Dual-luciferase reporter assay

The dual-luciferase reporter plasmids psi-CHECK2-USP33 (containing the wild-type USP33 3ʹ UTR binding site) and psiCHECK2-mGPC3 (containing a mutant USP33 3ʹ UTR) were constructed. A549 or SPC-A-1 cells were added to 24-well plates at 70–80% confluence 24 h before transfection. A mixture of 50 nM miR-365a-3p agomiR or antagomiR and 0.5 µg psi-CHECK2 reporter plasmid (psiCHECK2-wUSP33 or psiCHECK2-mUSP33) was co-transfected into cells using Lipofectamine 2000 reagent. At 48 h after transfection, luciferase activity was analysed using a dual-luciferase reporter assay system (Promega, Madison, WI, USA) according to the manufacturer’s instructions. Each experiment was performed in triplicate.
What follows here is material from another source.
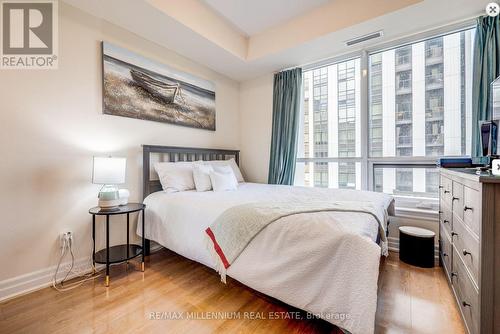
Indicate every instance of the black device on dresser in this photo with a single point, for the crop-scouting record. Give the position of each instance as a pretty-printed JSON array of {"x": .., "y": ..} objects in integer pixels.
[{"x": 118, "y": 253}]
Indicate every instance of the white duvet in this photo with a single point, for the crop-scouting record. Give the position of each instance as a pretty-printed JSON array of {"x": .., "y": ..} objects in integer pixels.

In vivo tumourigenesis assays

All animal experimental protocols were approved by the Animal Research Ethics Committee of Nanfang Hospital and complied with the rules of the specific pathogen-free (SPF) animal laboratory of the Nanfang Medical University. 4- to 6-week-old male mice were purchased from the Animal Laboratory Center of Nanfang Medical University (Guangdong, China). A549/antagomiR-365 cells and A549/antagomiR-NC cells were injected subcutaneously into the left and right axilla of five nude mice (4 × 106 cells on each side) beginning 8 days after the injection of tumour cells. The mice were sacrificed 26 days post-injection to observe changes in tumour volume. Tumour size was measured every 3 days using the same protocol, and tumour volumes were calculated with the following formula: V = (L × W2)/2, where V is the volume (mm3), L is the biggest diameter (mm), and W is the smallest diameter (mm).

Bioinformatics analysis

The Cancer Genome Atlas (TCGA) data portal provides a platform for researchers to query, download, and analyse data sets generated by TCGA (http://cancergenome.nih.gov/).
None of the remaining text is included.